By Bill Dixon
A jury at Nottingham Crown Court are told that a Derby man was responsible for the death of six of his ten children in a house fire when a plot to frame his ex-girlfriend went tragically wrong. Five male members of staff at the Chetham’s School of Music in Manchester are accused of abusing the young women they were paid to teach. The world’s most famous disabled sportsman, a Paralympic champion and, uniquely, an Olympian too, is in custody in Pretoria facing allegations of murder after the woman in his life was shot four times. Also in South Africa, a 17 year old girl is gang-raped, mutilated and left for dead by an unknown number of men.
Only one of these men – Chetham’s former director of music, Michael Brewer – has been convicted of any offence and you may well ask what links events in council-owned semi in Derby last May with behaviour at an elite music school over the last 40 years, the shooting of a minor local celebrity in a luxury home on an exclusive, gated golf estate and a brutal attack on a very ordinary working class young woman who seems to have spent her last few hours at a sports bar. For some observers Mick Philpott’s domestic arrangements make him an archetypal member of what Charles Murray famously called the underclass. The men responsible for attacking Anene Booysen in the farming town of Bredasdorp may turn out to be, like her, black and not very well off. But if class or ‘race’ are relevant here, how do we explain the behaviour of not one but five brilliant musicians in prestigious and relatively well paid jobs? And what about the national and international sporting icon that is (or was) Oscar Pistorius?

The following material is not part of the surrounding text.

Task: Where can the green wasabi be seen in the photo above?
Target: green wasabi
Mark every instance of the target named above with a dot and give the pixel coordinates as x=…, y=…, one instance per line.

The common factor of course is that all these alleged offenders are men. And they are accused of either killing or abusing children or women, often, as in the case of the Chetham’s teachers and the Bredasdorp rape-murderers, very young women or girls. We do not know whether the allegations made against these men are true and may never know exactly why they did what they did. But one thing is clear from what we have been told thus far: the ability of these men to exercise power over a woman or women more generally is likely to be deeply implicated in their behaviour.
According to the prosecution, Philpott was a ‘very controlling and manipulative man’ who wanted to punish his ex-lover for rejecting him. The teachers at Chetham were confident that they could treat their young pupils as they pleased, and molest them more or less at will. That several of them went on to successful careers elsewhere suggests that their confidence was not entirely misplaced. Anene Booysen would have had no chance when she was set upon by a group of older, stronger men. Precisely what happened at the Pistorius residence in the early hours of Valentine’s Day remains a mystery. But the omens are not good and it would be no surprise if Reeva Steenkamp was not the victim of mistaken identity but the latest in a long line of women to have stepped out of line too often or too far and paid the ultimate price at the hands of a very angry man.
None of this is to say that men are to blame for everything that is wrong with the world. Being a man myself, I hope not. But it has been a very bad week indeed for certain kinds of hegemonic masculinity.